Oligo-Porphyran Ameliorates Neurobehavioral Deficits in Parkinsonian Mice by Regulating the PI3K/Akt/Bcl-2 Pathway.

Parkinson's disease (PD) is a neurodegenerative movement disorder that is caused by a selective loss of dopaminergic neurons. Current PD treatments provide symptomatic relief but do not prevent or decelerate disease progression. Previous studies have suggested that acetylated and phosphorylated porphyran, derived from , produces a neuroprotective effect against 6-OHDA-induced damage. Due to its antioxidant and neuroprotective potential, this study evaluates whether oligo-porphyran (OP) could be beneficial in an experimental model of PD in mice.

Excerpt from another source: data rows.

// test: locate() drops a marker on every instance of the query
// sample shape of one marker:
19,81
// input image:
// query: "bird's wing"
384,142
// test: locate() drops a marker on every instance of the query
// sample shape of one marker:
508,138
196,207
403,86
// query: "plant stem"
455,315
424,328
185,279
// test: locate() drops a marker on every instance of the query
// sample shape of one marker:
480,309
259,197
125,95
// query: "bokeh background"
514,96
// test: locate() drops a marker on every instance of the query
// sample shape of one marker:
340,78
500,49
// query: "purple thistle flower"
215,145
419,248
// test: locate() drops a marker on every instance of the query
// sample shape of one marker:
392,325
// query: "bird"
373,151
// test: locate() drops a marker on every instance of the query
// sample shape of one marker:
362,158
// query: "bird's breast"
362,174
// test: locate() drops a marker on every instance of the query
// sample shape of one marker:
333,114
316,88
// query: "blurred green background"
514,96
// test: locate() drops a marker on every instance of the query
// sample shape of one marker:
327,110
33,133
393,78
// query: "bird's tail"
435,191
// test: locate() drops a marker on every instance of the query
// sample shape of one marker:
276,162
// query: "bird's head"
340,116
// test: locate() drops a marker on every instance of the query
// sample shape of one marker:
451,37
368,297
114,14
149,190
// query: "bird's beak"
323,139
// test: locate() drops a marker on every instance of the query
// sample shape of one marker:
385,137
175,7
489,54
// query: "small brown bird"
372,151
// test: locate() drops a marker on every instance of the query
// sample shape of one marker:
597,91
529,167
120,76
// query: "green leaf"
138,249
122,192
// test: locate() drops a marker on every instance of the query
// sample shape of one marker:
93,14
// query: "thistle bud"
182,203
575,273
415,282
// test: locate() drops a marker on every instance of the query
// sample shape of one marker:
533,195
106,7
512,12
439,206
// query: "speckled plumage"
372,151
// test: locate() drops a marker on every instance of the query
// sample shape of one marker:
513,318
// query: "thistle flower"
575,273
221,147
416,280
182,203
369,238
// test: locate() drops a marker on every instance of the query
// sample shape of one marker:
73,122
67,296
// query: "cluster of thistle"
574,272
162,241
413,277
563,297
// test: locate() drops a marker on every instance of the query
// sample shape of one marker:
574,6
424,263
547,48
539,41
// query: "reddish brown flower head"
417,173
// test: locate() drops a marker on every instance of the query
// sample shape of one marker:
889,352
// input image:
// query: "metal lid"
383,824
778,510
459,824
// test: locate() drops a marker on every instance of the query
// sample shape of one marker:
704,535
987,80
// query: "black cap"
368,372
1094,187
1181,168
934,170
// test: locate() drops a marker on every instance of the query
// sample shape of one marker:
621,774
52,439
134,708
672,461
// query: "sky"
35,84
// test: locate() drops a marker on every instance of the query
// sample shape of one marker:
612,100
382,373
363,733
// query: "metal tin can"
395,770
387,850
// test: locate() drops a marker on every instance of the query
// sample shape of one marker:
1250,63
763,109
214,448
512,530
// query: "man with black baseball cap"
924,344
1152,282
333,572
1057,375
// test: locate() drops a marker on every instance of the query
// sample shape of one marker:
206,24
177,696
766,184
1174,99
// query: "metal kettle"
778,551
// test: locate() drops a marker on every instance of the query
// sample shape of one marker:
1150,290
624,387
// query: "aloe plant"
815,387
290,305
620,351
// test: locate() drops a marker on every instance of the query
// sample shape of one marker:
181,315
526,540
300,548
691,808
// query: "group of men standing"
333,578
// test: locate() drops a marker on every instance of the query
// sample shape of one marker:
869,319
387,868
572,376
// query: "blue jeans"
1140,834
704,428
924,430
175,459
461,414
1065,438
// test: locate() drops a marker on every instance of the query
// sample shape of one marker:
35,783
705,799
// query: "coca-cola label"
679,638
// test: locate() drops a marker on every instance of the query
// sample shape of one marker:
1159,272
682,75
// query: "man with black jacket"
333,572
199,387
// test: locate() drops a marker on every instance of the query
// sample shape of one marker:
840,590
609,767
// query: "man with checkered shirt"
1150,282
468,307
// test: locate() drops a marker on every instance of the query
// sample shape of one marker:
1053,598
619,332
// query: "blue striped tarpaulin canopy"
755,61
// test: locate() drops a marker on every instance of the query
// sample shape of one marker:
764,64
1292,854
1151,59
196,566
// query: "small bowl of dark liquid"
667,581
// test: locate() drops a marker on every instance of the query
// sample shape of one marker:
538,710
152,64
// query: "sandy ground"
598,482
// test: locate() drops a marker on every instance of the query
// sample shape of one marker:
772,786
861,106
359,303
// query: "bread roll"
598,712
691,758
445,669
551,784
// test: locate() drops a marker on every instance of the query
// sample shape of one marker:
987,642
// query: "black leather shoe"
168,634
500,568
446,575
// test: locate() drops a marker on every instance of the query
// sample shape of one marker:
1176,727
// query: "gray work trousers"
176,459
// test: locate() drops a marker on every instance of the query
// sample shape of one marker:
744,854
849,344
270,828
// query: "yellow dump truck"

The drug 1-methyl-4-phenyl-1,2,3,6-tetrahydropyridine (MPTP) was intraperitoneally injected (20 mg/kg body weight) for seven days to simulate PD, followed by OP administration. We found that the behavioral deficits in spontaneous motor activity, latency to descend in a pole test, and suspension in a traction test were ameliorated, and excessive dopamine (DA) metabolism was suppressed after OP treatment. Additionally, we found that OP protected dopaminergic neurons by preventing MPTP-induced decreases in dopaminergic transporter and tyrosine hydroxylase protein levels. We speculated whether OP regulates a signaling pathway that affects the behavioral changes seen in PD mice. In this study, the PI3K/Akt/Bcl-2 pathway was detected. Our results demonstrate that OP increased the phosphorylation of PI3K/Akt/GSK-3β and inhibited the activation of caspase-3 and poly (ADP-ribose) polymerase, with changes in the Bax/Bcl-2 ratio. These results showed that OP might promote DA neuron survival in vivo by regulating the PI3K/Akt/Bcl-2 pathway, thereby ameliorating the neurobehavioral deficits in a PD mouse model and suggesting OP as a neuroprotective treatment for PD.